Too Close to Home
Page 15
‘Was that your way of giving advice?’ he eventually asked, smiling slightly as he did so.
Shane’s grin was slow. He held up his hands, as though backing away from the accusation. ‘Another beer?’
On the edge of getting very pissed, Matt declined. Tonight he wanted to go home.
‘Told Freya I wouldn’t be late,’ he explained, and Shane just grinned once more.
‘Yeah, don’t want her getting the shits with me again,’ he said. ‘Particularly now we’re getting good, her and me.’
Matt smiled. He would see himself out, he said, and he stood slowly, stretching as he did so. Looking down at the kids curled around Shane, he offered to help him carry them inside.
‘Nah.’ Shane shook his head, shifting his body weight back into the couch. ‘Reckon we’ll just sleep out here.’
‘Shall I get you a blanket?’ Matt offered, aware of the chill now that he had stepped a few feet away from the warmth of their fire.
But Shane shook his head again. He’d go himself. In a while. ‘They won’t wake now,’ he said, looking down at his kids. ‘Not even if a bomb went off.’

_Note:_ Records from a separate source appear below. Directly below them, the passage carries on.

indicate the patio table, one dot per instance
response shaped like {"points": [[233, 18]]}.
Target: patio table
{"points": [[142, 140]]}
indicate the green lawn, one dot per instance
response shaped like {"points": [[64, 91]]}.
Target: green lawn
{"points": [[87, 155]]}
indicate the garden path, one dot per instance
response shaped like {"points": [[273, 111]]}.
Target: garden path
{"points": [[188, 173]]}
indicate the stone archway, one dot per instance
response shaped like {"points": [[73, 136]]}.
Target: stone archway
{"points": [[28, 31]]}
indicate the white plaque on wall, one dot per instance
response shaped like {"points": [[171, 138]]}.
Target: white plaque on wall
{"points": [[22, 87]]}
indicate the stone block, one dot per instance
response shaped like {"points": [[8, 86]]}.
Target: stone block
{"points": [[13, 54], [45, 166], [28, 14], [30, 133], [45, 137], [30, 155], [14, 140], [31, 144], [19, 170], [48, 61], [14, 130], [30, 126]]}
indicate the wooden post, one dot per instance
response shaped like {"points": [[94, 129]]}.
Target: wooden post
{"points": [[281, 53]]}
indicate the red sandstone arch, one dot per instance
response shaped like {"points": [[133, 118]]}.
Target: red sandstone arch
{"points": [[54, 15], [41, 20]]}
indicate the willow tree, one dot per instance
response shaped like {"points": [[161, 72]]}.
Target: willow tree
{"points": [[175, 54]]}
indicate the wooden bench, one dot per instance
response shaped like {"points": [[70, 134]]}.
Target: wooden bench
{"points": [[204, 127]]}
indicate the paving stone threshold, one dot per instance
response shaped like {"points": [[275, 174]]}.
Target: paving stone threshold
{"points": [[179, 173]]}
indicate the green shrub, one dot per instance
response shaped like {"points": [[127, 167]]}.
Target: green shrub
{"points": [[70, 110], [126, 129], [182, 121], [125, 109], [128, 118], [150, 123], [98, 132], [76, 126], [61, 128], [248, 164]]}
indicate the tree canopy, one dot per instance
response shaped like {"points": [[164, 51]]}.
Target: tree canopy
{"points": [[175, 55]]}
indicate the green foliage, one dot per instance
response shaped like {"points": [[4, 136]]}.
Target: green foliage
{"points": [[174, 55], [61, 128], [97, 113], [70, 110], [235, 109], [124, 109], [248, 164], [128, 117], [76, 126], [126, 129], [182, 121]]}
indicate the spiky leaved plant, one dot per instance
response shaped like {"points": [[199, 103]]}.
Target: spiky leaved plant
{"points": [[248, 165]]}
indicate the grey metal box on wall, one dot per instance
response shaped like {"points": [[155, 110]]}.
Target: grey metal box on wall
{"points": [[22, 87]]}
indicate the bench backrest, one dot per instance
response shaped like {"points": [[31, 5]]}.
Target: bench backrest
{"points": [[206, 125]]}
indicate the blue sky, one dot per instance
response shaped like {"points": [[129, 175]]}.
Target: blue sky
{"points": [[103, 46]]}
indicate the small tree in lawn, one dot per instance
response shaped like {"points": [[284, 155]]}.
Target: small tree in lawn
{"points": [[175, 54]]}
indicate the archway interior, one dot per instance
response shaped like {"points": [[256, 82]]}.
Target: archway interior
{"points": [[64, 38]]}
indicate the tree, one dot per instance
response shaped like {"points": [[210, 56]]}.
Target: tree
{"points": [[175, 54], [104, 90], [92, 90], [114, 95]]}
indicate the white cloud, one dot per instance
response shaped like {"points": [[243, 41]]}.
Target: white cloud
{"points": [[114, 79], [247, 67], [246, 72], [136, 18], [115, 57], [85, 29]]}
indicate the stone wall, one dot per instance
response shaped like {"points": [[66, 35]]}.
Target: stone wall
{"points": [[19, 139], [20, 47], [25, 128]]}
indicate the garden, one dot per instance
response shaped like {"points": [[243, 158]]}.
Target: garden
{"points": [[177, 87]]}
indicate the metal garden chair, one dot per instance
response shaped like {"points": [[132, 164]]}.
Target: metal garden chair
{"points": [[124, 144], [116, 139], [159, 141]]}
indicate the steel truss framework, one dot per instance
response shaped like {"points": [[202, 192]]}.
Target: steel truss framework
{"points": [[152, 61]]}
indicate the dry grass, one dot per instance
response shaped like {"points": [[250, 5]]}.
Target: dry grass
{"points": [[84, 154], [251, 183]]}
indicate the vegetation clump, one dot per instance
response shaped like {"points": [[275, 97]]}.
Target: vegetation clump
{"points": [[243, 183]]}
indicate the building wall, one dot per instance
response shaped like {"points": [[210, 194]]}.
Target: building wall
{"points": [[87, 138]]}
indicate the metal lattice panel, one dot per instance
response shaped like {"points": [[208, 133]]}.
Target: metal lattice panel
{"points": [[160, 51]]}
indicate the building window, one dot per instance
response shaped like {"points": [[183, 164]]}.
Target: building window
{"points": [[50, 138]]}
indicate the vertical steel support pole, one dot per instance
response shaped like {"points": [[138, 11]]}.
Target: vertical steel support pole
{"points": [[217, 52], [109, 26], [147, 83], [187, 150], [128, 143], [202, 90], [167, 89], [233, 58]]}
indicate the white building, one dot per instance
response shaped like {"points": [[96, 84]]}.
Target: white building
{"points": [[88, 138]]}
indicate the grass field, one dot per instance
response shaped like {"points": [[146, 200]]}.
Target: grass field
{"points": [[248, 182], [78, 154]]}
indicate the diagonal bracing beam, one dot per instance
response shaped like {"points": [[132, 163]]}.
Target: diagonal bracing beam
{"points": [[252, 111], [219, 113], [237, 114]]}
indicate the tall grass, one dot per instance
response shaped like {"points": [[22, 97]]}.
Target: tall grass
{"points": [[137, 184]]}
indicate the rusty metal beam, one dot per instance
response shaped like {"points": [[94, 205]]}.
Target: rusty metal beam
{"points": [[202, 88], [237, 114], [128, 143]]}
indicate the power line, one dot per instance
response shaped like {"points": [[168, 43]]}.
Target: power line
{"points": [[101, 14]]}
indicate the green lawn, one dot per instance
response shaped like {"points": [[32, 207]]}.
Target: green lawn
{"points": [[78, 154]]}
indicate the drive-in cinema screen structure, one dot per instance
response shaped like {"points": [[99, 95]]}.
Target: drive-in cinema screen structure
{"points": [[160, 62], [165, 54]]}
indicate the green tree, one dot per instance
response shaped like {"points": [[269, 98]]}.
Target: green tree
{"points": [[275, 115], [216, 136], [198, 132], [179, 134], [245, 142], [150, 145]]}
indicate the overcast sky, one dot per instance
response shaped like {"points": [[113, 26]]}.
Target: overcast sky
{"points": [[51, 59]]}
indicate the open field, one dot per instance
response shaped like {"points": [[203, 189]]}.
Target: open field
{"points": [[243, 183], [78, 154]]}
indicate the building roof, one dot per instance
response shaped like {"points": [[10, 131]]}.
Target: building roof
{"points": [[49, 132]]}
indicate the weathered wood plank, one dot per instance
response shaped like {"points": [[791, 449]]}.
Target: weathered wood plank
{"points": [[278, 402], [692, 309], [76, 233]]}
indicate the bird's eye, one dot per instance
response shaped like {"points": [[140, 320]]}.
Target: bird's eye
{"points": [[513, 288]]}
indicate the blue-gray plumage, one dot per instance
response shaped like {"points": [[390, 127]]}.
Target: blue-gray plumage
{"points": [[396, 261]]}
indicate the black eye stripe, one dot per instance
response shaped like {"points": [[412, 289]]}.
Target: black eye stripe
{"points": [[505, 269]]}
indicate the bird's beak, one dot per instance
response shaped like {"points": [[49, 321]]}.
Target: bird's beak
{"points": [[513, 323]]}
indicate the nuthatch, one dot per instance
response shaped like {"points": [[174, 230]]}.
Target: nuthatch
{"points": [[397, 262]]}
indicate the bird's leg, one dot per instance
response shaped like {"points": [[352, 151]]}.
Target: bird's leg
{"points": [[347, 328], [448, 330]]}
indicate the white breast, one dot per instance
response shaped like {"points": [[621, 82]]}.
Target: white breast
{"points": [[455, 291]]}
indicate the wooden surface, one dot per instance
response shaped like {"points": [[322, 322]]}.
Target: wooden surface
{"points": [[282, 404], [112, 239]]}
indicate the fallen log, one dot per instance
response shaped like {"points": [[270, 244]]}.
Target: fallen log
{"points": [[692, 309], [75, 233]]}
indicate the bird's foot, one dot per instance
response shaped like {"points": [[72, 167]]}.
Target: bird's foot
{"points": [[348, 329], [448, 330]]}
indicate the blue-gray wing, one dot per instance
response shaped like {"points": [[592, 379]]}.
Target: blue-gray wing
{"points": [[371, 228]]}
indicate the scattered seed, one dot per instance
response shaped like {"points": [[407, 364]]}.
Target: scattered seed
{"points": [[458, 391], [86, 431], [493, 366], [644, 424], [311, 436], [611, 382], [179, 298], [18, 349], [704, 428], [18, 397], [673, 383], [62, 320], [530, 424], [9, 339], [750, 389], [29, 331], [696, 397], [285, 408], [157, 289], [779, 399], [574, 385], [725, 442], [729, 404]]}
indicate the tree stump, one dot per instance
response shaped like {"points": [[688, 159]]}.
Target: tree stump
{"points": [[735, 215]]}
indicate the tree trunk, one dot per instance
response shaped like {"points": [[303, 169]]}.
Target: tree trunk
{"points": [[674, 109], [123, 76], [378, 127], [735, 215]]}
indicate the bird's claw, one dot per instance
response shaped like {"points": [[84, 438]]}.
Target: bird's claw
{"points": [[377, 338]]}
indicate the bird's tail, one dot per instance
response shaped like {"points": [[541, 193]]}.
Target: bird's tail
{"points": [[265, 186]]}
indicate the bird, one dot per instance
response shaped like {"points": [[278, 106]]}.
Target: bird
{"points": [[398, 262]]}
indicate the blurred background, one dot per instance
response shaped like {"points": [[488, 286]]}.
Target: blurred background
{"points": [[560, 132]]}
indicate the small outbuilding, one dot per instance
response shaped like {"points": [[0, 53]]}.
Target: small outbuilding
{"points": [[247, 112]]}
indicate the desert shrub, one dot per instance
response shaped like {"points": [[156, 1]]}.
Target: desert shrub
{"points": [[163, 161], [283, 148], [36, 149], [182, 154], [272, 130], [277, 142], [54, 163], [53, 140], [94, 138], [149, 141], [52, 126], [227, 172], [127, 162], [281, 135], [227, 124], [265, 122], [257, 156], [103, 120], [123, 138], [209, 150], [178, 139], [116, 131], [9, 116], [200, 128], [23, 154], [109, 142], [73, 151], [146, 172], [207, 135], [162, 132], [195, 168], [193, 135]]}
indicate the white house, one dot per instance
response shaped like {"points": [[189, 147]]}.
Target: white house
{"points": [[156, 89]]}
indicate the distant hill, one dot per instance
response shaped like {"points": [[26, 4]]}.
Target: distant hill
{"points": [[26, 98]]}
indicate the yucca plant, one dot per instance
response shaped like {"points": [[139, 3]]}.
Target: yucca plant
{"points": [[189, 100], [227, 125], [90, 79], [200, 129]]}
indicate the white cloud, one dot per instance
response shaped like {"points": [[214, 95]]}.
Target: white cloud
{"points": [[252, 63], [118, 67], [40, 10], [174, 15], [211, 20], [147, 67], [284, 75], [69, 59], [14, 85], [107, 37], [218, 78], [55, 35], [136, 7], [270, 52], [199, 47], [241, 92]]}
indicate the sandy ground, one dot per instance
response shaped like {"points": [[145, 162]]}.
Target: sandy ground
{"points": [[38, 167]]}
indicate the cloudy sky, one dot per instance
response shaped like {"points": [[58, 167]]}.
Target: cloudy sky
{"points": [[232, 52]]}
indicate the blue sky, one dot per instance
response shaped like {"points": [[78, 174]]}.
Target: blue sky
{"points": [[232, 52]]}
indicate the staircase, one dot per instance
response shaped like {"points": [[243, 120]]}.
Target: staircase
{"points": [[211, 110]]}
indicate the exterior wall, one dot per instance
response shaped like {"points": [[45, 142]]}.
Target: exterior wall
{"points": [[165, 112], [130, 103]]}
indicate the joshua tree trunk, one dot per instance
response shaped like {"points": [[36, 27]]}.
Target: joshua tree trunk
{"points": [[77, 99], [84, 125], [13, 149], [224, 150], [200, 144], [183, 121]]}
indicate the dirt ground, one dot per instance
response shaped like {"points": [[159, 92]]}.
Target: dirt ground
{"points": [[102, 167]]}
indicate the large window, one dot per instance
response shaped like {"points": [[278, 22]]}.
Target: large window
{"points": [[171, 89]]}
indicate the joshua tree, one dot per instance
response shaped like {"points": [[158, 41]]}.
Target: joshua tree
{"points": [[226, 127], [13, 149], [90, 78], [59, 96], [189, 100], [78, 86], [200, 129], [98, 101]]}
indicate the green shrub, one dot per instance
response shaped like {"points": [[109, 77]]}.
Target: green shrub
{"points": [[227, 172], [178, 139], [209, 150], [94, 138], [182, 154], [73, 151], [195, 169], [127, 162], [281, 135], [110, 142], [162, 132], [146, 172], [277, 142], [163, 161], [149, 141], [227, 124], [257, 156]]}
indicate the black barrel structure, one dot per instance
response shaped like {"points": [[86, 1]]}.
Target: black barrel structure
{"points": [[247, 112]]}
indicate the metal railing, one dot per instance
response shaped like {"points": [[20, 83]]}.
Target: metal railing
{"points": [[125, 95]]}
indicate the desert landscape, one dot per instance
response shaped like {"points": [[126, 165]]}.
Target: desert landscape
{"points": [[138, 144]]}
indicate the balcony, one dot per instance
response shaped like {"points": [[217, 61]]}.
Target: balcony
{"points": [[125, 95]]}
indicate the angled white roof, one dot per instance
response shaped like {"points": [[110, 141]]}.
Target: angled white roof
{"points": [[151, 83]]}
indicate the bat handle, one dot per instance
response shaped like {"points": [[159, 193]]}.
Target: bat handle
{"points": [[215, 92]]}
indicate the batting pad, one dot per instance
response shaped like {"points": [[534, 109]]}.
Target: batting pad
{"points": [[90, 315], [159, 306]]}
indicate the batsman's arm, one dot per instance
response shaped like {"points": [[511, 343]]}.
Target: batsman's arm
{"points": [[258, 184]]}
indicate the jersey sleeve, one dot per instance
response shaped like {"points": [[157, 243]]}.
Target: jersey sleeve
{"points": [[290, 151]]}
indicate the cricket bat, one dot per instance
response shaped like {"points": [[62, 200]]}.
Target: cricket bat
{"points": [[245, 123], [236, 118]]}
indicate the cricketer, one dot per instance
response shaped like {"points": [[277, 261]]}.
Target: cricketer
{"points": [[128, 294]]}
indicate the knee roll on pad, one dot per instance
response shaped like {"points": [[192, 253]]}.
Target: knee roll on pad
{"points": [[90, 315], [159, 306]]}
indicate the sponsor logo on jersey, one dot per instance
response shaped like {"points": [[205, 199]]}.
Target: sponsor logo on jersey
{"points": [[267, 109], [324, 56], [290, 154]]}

As he walked home in the darkness, the street quiet and empty, the vision he had of the three of them, all in that one couch by the last of the fire, made him smile again. He would take Ella camping soon, he thought. Perhaps go with Shane and his kids. She, too, would be fast asleep, unlikely to stir as he crept into her room to give her a kiss goodnight, and he quickened his pace, wanting to see his daughter now, his heart warm with the wonder of her, with the wonder of all children – and he realised he was drunker than he had thought, but also slightly calmer. He could deal with Lucas. It had all got out of proportion. It was a matter of letting it be, taking it as it came. The tightness in his heart loosened slightly, and he pushed the front gate open, the hinges squeaking in the stillness, his footsteps loud on the stairs, his fingers clumsy as he fitted the key in the lock.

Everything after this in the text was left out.